If Traefik is configured, it manages the routing and SSL termination:

• Entry Points:

• web: Listens on port 80 and redirects all traffic to websecure (HTTPS).

• websecure: Listens on port 443 and handles TLS termination.

• Routing: The router rule Host(easypanel_domain) directs traffic to the EasyPanel service running on port 3000.

• SSL: Certificates are resolved via the letsencrypt resolver, storing data in /etc/traefik/acme.json.

Access Rights and Security¶

Security measures are implemented through service management and firewall considerations:

• Service Isolation: Existing web servers (nginx, apache2) are stopped and disabled to prevent conflicts.

• Port Management: Any Docker containers occupying ports 80 or 443 are stopped before the proxy services are started.

• Docker Swarm: If active, the Docker Swarm is left to ensure the deployment runs in a standalone mode.

• File Permissions:

• The /root/nginx directory is owned by root with permissions 0755.

• The compose.yml file is owned by root with permissions 0644.

• Configuration files in /data/nginx/user_conf.d are managed by the deployment process to ensure correct ownership for the Nginx container.

Starting, Stopping, and Updating¶

The management of the services depends on the chosen proxy and the EasyPanel application itself.

• EasyPanel Service: Managed by the installation script.

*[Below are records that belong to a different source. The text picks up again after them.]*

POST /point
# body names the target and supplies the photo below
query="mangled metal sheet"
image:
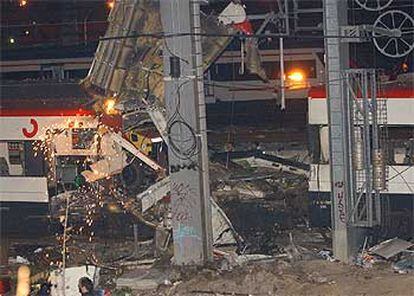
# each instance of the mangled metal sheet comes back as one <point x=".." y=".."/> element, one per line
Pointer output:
<point x="131" y="68"/>
<point x="391" y="247"/>
<point x="223" y="231"/>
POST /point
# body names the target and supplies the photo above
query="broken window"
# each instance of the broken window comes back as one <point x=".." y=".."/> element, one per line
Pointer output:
<point x="83" y="138"/>
<point x="15" y="152"/>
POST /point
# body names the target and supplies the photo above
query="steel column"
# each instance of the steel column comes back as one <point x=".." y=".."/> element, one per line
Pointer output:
<point x="337" y="59"/>
<point x="186" y="131"/>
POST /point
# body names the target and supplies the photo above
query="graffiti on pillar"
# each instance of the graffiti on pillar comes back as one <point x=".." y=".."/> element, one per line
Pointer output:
<point x="340" y="197"/>
<point x="187" y="240"/>
<point x="184" y="202"/>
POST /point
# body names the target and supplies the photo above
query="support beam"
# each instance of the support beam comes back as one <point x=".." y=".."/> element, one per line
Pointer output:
<point x="186" y="128"/>
<point x="337" y="60"/>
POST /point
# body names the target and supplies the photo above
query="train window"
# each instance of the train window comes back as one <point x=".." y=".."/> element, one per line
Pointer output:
<point x="15" y="152"/>
<point x="230" y="72"/>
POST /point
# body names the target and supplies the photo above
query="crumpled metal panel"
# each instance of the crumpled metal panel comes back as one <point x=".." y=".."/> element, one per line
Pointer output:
<point x="133" y="67"/>
<point x="390" y="248"/>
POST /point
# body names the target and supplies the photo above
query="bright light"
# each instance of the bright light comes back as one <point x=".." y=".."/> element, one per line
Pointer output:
<point x="109" y="106"/>
<point x="296" y="76"/>
<point x="110" y="4"/>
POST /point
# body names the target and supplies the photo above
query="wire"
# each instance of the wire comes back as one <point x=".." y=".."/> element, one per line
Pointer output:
<point x="403" y="178"/>
<point x="183" y="149"/>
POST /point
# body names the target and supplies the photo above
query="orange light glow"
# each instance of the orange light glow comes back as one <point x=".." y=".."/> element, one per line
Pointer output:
<point x="109" y="106"/>
<point x="110" y="4"/>
<point x="296" y="76"/>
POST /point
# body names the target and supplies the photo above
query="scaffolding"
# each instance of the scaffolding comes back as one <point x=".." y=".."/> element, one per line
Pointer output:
<point x="368" y="134"/>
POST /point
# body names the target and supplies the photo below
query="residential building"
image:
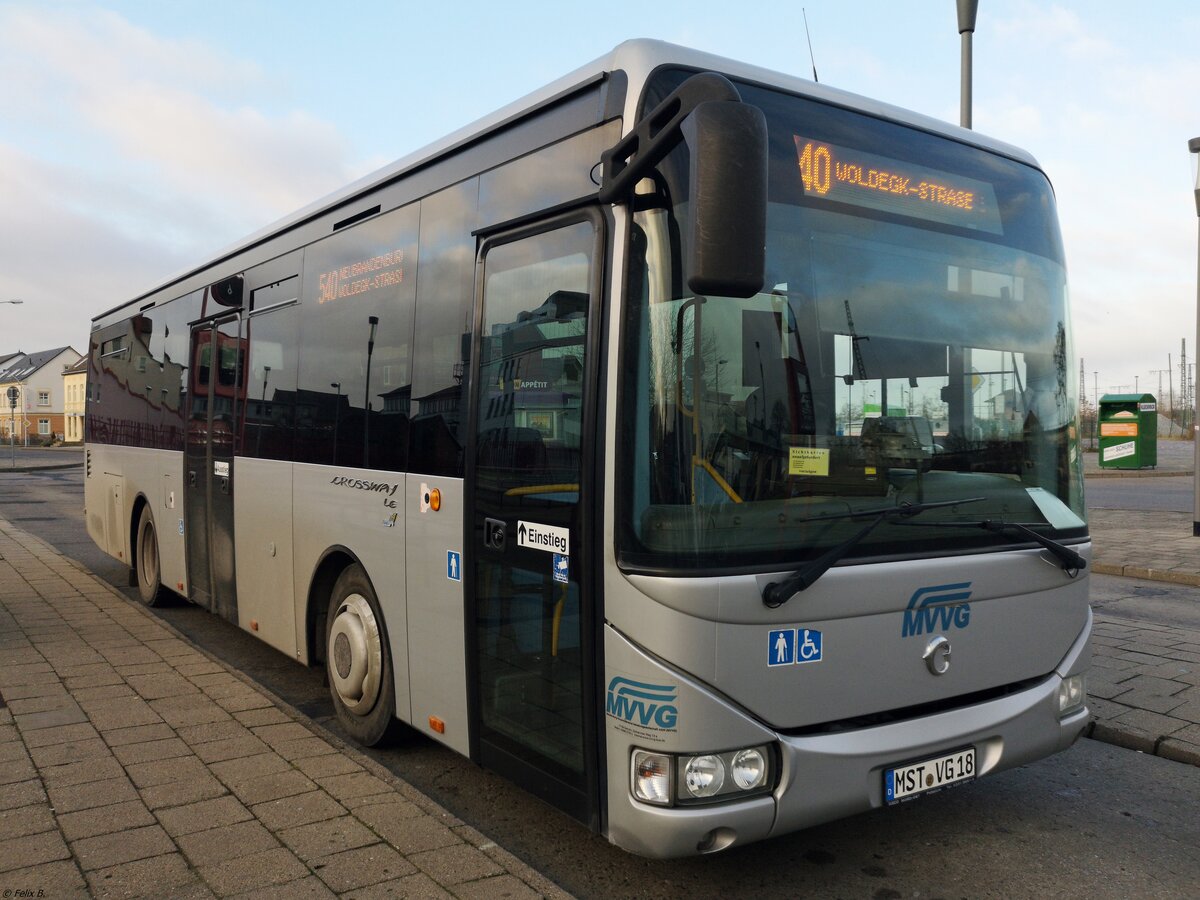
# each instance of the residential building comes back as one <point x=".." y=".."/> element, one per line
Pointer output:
<point x="75" y="393"/>
<point x="40" y="411"/>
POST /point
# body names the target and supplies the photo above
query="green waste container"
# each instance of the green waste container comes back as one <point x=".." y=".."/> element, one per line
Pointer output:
<point x="1128" y="431"/>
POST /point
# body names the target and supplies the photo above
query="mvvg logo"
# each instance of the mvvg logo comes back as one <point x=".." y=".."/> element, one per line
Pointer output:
<point x="937" y="609"/>
<point x="651" y="706"/>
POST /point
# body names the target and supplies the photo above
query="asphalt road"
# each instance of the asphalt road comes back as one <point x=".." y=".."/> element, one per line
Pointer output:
<point x="1097" y="821"/>
<point x="1169" y="493"/>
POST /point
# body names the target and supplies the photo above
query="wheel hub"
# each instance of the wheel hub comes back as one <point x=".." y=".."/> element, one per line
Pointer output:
<point x="357" y="654"/>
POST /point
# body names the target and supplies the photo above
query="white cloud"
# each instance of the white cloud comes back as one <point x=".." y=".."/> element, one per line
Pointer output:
<point x="150" y="154"/>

The application runs as a Docker container or service as defined by the official installer.

• Nginx/Certbot Service: Managed via Docker Compose in the /root/nginx directory.

• To start or update the proxy:

  docker compose up -d
  

  (Note: The provided configuration includes a commented-out command for this action, indicating manual execution may be required depending on the final state).

• Traefik Service: If Traefik is used, it is typically managed as a Docker container or daemon based on the static and dynamic configuration files provided.

Updates to the EasyPanel application are handled through the official update mechanisms provided by the EasyPanel team, while proxy configurations are updated by modifying the respective compose.yml or Traefik configuration files and restarting the containers.